Мама шепчется с бабушкой по поводу меня. Вообще-то бабушка Яси – врач-терапевт. И, наверное, как врач знает, что многие люди скорее верят колдунам, чем врачам. Врач для них – тоже колдун, только его магия им непонятна. Верят понятному. Понос не от микробов, а от того, что люди завидуют. Вот только смерть всё равно от смерти. – Напугайте, пожалуйста, кошмары, – говорю ей. – Уже.
– А давай мой Командир и твоя Барби поженятся? – говорю вдруг Ясе.
Она ест яблоко и жуёт его долго. Чувствую себя глупо. Она говорит: давай.
Я привожу его на очередной сеанс яйцекатания. Яся сделала для Барби фату, а Командир и так был в мундире. – Я тоже с ним уже не играю. Подумал о том, как взрослые откупаются от нас игрушками, не зная, что нам нужны они сами. Или зная. Но ничего не поделать. Это и есть неумолимость маленькой смерти. Она происходит чаще, чем можно представить. Они не могут не уехать. А потом не могут не умереть. И потом так больно любить всё, что они нам оставили.

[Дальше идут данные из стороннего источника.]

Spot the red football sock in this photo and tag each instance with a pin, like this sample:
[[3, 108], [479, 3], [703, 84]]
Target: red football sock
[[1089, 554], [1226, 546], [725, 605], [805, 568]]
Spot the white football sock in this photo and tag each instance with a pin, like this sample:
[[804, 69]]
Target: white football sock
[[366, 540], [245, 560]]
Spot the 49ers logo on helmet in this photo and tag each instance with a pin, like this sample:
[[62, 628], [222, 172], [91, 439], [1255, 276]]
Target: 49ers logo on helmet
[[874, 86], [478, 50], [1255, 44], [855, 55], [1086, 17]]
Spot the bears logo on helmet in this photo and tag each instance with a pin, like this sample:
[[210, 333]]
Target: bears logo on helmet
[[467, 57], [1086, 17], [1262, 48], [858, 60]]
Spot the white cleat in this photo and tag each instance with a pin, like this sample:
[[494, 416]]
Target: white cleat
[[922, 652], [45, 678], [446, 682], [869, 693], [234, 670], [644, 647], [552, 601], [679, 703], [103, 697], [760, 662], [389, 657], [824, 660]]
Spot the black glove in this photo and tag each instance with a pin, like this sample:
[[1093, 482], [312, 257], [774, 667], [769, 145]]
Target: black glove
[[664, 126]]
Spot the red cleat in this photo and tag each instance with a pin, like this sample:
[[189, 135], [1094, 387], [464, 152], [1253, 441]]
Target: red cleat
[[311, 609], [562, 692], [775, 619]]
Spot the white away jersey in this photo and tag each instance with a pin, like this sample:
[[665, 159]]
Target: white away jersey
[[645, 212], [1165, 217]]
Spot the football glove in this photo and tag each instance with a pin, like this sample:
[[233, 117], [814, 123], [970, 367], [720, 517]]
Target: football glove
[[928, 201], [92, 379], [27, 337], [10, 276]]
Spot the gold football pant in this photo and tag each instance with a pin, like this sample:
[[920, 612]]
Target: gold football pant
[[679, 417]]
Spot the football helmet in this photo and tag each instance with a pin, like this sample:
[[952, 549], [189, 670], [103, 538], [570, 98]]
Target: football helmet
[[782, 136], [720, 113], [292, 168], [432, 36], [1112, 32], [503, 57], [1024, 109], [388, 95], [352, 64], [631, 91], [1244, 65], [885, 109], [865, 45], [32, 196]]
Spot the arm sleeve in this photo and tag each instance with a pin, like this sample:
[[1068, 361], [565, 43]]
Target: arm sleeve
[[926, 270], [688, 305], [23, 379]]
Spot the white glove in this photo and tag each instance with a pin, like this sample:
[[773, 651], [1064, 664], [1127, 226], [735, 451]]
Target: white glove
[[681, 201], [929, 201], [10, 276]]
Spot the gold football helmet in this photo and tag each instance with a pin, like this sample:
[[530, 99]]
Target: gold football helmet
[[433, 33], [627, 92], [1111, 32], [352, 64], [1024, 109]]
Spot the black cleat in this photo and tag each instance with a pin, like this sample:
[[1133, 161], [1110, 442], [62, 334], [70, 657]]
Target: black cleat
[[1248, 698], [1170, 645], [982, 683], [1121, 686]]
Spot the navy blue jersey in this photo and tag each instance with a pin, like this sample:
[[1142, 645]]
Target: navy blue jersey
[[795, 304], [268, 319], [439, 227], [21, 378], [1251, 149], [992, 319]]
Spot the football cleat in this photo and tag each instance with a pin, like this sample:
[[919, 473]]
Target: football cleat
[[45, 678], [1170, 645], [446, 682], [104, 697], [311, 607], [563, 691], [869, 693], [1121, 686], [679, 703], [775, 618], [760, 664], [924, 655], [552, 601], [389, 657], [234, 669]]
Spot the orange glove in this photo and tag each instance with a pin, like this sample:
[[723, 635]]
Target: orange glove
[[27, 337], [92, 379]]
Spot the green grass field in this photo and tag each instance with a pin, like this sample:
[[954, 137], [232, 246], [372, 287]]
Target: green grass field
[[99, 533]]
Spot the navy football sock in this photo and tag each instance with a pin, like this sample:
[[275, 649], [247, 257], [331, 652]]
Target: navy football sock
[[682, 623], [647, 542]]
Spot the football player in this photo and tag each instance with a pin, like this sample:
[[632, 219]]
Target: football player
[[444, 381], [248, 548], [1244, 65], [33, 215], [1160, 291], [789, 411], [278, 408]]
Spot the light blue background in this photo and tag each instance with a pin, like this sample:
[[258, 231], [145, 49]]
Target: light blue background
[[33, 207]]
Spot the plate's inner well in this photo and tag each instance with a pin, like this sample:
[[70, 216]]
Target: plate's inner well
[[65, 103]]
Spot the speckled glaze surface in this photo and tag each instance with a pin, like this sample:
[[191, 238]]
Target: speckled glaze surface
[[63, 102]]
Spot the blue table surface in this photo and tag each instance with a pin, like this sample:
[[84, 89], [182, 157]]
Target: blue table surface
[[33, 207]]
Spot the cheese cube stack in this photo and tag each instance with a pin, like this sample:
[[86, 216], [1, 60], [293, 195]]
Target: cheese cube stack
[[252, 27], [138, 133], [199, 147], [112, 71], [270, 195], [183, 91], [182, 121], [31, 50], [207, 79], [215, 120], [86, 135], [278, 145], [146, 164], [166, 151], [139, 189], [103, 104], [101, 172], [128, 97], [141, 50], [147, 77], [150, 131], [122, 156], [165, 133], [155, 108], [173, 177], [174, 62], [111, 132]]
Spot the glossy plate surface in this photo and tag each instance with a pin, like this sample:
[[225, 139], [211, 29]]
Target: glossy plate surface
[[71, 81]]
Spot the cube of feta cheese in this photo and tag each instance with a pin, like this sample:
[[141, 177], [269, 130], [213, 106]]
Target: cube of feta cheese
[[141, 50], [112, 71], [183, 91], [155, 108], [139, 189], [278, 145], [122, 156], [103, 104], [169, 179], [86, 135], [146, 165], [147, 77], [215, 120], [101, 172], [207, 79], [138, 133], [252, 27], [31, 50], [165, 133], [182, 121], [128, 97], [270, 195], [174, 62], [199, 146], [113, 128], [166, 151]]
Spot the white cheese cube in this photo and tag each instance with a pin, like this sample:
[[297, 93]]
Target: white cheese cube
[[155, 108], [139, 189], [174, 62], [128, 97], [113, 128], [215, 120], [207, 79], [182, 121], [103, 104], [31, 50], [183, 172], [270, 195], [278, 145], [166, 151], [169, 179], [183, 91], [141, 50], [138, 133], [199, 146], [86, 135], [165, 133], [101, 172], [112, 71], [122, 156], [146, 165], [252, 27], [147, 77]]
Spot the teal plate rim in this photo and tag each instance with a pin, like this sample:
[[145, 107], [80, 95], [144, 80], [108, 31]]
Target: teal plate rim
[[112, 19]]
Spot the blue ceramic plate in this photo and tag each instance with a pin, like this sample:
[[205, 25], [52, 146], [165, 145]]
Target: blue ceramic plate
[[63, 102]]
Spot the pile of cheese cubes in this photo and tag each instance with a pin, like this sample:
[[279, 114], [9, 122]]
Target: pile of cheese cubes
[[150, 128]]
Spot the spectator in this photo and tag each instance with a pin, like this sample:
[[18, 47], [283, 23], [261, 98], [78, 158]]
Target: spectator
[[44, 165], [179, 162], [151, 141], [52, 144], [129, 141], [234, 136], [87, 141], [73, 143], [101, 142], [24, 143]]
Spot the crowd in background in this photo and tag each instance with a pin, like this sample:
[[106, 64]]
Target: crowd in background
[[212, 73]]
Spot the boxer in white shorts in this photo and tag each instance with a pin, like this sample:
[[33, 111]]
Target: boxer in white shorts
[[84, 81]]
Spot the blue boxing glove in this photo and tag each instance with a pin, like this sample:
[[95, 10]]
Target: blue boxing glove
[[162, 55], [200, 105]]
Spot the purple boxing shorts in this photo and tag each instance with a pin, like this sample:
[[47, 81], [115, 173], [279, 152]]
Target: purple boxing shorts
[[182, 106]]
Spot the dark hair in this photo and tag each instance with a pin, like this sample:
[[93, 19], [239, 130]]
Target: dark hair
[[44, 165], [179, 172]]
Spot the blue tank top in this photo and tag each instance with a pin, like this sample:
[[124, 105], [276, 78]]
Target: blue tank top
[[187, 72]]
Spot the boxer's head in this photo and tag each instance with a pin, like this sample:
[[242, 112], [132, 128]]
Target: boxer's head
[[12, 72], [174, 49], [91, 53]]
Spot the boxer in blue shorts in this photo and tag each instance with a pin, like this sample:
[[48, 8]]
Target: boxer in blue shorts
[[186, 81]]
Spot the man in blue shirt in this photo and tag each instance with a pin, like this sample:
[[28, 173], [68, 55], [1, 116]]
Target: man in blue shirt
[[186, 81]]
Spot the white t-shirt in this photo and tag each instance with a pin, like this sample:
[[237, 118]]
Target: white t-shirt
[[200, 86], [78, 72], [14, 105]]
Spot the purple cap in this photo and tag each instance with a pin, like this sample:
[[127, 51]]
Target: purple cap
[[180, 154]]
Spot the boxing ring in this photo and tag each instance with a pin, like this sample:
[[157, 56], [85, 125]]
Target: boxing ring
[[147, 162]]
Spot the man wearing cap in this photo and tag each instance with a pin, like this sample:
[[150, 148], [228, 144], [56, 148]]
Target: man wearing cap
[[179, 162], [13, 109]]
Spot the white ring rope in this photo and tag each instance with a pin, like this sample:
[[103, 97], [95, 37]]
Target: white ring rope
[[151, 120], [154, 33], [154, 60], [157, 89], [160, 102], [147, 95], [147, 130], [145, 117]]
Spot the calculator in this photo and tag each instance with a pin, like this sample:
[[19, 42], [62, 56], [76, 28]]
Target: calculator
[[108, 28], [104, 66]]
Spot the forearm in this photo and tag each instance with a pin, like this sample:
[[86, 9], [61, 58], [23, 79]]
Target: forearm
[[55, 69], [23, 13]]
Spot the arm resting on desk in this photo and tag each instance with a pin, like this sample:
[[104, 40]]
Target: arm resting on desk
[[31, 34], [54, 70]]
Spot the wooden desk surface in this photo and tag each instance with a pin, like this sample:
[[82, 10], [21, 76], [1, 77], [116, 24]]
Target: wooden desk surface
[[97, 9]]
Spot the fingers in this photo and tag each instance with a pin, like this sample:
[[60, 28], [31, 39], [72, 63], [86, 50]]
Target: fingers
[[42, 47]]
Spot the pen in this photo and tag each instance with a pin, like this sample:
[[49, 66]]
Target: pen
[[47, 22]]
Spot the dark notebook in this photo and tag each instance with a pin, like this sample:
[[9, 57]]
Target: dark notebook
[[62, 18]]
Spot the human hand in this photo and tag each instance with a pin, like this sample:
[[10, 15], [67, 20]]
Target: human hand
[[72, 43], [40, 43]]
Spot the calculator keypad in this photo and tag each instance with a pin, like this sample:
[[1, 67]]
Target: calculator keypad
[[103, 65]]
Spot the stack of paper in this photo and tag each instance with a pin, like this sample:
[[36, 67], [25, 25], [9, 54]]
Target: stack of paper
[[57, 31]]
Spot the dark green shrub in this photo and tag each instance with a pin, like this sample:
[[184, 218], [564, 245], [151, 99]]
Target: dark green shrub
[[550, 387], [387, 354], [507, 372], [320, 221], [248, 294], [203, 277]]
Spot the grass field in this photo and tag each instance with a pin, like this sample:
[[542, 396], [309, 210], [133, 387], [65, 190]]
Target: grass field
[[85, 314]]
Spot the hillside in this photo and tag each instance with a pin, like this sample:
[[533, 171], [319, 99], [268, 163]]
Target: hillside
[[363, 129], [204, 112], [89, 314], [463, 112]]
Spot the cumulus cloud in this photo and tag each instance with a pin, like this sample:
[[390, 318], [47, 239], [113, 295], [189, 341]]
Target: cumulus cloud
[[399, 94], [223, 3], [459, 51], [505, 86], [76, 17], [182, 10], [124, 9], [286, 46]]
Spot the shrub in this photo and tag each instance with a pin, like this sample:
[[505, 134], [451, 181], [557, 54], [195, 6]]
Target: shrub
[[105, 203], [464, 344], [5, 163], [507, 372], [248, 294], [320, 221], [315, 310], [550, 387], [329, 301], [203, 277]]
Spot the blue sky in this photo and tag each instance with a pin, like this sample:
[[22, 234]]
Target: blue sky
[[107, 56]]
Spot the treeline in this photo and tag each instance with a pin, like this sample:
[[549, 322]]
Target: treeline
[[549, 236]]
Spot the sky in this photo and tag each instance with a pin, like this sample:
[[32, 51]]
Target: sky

– Пусть они никогда не станут куклами, которых никто не любит. – Они будут друг у друга. Как хорошо, что они не могут умереть. То есть мы можем, конечно, их разлучить или «убить», но не будем. Потому что можем.
Мне нравилась эта игра, потому что я отчего-то не чувствовал, что она – понарошку.
Мы поставили их на бочку в саду под яблоней. Смотрю на Ясю. – Как жениться? – Вот так.
Она «целует» кукол между собой и три раза говорит: люби и береги.
– А ты? Ты тоже должен сказать. Это двое говорят. – Трижды говорю «люби и береги». Вот и всё. Зачем-то зовёт мама. Целую Ясю в ухо, то самое, где лежала ватка, и убегаю. У ворот она обнимает и бодает головой в грудь. «Что-то скажу», говорит. Громко чмокает в ухо и убегает тоже.
Теперь меня не пугало снящееся Абсолютное ничего, потому что я знал, что делать. Проснувшись, надо было сказать маме, и мы поедем к аэропорту на дачу, где Яся. Как назло – кошмар не приходил. Поэтому пришлось сказать, что приходил. И в момент, когда я его придумал сам, он стал совсем не страшным. Кошмары – это сны, в которых мы боимся, что нас никто не любит.